Louisiana Democratic Gov. John Bel Edwards is suggesting the legendary Louisiana State University football team’s 2016 season might be canceled -- and other doomsday consequences -- unless the GOP-led legislature swiftly passes a package of tax increases to help close a looming $940 million budget shortfall.
Edwards, who took office just last month, made the suggestions Thursday night in a rare, state-wide TV address.
Among the worst-case scenarios, he said, is that college campuses would be forced to close in April, resulting in student-athletes receiving grades of “incomplete” on their report cards, making them ineligible for the fall 2016 season.
"That means you can say farewell to college football next fall," Edwards said in the address.
The warning about the LSU Tigers football program, which has won three national championships, captured most of the headlines.
But Edwards’ additional warnings about potential deep cuts to health care and other public services rattled Louisiana residents as well as Republicans and others in the state legislature, which will convene in a rare Sunday session to address the budget issue.
"Gov. Edwards is proposing to implement the largest tax increase in the history of Louisiana," state GOP Treasurer John Kennedy said in a televised response to the Edwards' address. "It will wreck our economy, already fragile."
Edwards’ tax package includes nine proposed hikes including increases on sales and personal income taxes.
The governor’s office said Thursday the budget gap for this fiscal year, which ends June 30, has now reached $940 million. And the state purportedly will face a $2 billion shortall when the new budget begins July 1.

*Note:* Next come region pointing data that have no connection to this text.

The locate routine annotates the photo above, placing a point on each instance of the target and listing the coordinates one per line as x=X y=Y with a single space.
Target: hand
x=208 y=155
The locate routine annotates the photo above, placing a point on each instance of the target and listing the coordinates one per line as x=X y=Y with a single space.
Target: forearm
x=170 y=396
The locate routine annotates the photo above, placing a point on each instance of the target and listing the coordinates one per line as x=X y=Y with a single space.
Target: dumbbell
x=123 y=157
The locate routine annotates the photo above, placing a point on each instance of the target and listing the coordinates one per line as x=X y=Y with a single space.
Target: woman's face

Edwards also suggested that cuts to higher education would hurt all Louisiana families beyond just the possible shuttering of campuses, saying the state's popular TOPS college scholarships could run out of money.
He also appeared to suggest Thursday that state GOP lawmakers and others should be giving more immediate attention to the budget and his plan to cut services and increase taxes to resolve the shortfalls.
"These are not scare tactics,” Edwards said. “This is reality."